The inaugural Ginger Pride Walk in 2011 drew 15 people.
Last year’s march saw 200 people walking down Broad Street, chanting slogans and bringing attention to bullying.
“You don’t have to have red hair to come,” said James Schroeder, the march’s organizer. “Anyone who wants to come is welcome.”
The event, now titled the Ginger Pride Parade, is scheduled for noon on March 15. Marchers will gather at Heritage Park on Second Avenue before walking to Bridgepoint Plaza, where they’ll begin their hike on Broad Street to City Hall.
This will be the first year marchers walk on the street. In past years they walked on the sidewalk from the Cotton Block to City Hall.
The rising number of participants led Schroeder to get the street permit.
“It’s something I believe in,” Schroeder said. “I’m going to push it as far as I can.”
Schroeder got the idea for a march when a student said something offensive to him. An attempt to resolve the situation administratively failed, and Schroeder decided to organize a march.
“I can deal with it,” Schroeder said of the offensive comment. “I’m an adult. It’s fun to make a parade, but a lot of kids can’t deal with it.”
Schroeder is building interest in the march on the “Ginger Pride Walk” Facebook page. People can vote for Mr. and Miss Ginger Pride by “liking” a photo. Winners will get a trophy at the parade.

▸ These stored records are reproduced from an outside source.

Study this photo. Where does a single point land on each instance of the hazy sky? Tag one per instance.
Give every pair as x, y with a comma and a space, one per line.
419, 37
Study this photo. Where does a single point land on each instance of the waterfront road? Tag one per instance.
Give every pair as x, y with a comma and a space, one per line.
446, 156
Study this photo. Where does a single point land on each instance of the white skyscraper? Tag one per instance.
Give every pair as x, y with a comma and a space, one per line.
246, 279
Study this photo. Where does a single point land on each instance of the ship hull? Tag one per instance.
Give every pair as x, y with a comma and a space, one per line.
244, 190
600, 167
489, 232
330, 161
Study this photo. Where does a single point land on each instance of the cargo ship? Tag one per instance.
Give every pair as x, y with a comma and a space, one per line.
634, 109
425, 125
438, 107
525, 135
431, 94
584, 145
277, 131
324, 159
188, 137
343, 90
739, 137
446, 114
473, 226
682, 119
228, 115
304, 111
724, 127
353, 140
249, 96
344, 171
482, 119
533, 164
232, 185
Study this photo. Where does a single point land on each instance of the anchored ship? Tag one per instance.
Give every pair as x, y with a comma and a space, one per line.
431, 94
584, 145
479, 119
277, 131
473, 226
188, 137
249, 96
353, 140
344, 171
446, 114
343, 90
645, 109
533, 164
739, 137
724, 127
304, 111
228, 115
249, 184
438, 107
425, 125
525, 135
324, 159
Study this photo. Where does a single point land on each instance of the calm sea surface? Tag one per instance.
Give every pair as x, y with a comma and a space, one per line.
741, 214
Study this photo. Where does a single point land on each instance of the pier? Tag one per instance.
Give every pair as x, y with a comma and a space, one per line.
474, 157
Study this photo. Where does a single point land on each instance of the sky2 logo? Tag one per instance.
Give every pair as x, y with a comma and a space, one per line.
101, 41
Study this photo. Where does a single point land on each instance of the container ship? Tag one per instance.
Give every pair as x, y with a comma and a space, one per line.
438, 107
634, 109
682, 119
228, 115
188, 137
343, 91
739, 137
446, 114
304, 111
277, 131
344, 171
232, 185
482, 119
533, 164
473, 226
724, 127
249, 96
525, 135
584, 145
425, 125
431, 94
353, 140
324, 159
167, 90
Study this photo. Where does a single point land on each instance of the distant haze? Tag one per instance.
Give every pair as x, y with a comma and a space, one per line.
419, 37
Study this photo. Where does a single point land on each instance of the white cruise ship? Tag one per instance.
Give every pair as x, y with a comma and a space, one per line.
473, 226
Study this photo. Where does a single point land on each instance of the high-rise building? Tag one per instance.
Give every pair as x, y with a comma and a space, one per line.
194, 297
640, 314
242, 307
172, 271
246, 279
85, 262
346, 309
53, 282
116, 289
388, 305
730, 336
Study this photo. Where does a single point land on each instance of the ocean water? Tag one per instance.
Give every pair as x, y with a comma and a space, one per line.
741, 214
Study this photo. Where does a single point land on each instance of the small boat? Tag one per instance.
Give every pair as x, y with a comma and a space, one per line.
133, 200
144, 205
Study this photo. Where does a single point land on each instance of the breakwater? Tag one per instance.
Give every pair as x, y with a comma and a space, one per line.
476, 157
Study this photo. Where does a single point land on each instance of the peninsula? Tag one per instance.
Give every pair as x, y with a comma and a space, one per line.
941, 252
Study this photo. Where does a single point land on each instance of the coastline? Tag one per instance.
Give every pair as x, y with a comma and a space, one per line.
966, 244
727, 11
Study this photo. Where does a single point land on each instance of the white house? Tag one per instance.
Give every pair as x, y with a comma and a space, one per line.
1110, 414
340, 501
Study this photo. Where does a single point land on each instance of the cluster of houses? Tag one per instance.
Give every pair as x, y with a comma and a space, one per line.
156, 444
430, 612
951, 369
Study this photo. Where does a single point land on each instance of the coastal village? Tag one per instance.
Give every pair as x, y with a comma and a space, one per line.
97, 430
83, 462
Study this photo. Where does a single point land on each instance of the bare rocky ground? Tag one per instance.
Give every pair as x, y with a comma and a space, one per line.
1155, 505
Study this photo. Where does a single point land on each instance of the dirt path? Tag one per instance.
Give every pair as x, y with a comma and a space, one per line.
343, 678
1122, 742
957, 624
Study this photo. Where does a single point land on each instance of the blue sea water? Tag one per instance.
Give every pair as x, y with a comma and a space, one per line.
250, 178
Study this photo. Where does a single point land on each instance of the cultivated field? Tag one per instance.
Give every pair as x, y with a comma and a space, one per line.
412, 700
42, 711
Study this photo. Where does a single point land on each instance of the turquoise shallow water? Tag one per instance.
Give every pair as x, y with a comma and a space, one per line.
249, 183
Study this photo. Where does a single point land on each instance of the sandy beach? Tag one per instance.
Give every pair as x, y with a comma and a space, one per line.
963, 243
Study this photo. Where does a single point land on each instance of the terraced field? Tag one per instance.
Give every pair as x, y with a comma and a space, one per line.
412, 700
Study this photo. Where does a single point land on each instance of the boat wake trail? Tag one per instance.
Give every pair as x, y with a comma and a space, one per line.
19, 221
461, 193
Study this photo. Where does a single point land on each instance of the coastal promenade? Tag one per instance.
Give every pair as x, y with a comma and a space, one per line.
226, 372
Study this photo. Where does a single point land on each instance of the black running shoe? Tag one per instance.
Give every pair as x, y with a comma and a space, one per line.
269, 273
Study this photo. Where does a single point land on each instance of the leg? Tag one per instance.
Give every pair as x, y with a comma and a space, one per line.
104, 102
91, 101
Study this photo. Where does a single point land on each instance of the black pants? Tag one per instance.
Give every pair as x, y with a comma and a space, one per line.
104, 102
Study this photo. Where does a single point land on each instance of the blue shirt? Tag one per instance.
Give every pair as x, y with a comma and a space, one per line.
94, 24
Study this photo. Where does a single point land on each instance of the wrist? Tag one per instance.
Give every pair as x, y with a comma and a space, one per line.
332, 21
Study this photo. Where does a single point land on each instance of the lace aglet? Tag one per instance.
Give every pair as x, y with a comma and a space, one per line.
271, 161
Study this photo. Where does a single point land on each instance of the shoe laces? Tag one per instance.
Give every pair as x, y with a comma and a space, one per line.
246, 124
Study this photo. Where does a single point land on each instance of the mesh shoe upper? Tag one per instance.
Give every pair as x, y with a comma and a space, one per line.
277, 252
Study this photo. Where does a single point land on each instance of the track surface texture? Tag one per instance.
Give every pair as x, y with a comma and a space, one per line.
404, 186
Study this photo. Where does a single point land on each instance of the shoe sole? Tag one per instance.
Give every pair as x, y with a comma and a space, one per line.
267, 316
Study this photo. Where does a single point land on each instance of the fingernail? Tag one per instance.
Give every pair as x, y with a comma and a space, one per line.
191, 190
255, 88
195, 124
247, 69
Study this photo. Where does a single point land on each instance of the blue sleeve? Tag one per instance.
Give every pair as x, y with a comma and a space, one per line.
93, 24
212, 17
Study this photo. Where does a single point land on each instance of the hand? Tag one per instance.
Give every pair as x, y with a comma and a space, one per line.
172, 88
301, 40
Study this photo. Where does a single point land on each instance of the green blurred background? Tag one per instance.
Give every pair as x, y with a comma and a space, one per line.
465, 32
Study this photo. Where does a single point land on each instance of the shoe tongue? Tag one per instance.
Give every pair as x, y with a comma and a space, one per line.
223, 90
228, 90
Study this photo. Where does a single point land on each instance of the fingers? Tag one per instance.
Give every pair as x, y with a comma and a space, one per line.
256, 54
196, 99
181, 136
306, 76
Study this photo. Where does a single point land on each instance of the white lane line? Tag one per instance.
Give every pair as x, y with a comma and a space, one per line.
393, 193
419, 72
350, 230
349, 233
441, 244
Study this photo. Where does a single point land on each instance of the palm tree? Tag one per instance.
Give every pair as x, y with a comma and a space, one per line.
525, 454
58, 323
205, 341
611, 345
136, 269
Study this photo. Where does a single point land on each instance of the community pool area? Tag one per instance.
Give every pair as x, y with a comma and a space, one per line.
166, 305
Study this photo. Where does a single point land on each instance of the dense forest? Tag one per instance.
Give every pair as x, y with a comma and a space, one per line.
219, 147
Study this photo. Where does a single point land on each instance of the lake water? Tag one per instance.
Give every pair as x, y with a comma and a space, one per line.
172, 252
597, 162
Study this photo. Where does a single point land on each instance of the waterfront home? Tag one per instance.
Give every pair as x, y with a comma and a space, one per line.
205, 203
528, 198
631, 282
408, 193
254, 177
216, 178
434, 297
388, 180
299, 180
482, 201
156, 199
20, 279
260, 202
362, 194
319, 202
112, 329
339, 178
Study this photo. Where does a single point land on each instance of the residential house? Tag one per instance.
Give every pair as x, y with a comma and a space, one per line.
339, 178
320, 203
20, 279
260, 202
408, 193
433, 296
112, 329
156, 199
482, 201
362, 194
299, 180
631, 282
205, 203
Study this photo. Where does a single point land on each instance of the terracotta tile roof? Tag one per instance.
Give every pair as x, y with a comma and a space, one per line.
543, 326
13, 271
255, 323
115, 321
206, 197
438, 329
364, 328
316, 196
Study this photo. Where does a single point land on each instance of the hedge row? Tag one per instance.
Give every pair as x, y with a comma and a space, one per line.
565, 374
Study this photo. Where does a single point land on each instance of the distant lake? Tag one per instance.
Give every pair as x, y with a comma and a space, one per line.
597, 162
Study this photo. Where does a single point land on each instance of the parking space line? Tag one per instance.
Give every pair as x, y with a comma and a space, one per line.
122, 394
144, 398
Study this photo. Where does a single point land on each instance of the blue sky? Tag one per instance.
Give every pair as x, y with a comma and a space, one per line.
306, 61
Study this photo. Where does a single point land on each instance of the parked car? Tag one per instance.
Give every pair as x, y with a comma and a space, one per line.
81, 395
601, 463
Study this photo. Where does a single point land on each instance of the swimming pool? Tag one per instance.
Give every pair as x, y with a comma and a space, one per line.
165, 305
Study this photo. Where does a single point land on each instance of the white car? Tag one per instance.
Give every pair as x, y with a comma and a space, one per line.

There are three categories for Mr. and Miss Ginger Pride: Infants to 8 years old; 9 to 17 years old; and 18 and older.
Money for the trophies and the T-shirts sold at the event comes out of Schroeder’s pocket. He’d like to use kickstarter.com — a website used to raise money for various projects — to get funds for next year’s march.
Schroeder intends to film the march and interview participants, which he’ll use for the kickstarter project.
If his plan succeeds, next year’s parade will feature floats.
A group photo of participants will be taken at City Hall at the parade’s end. Attendees will receive free sunscreen, but are advised to bring their own umbrellas.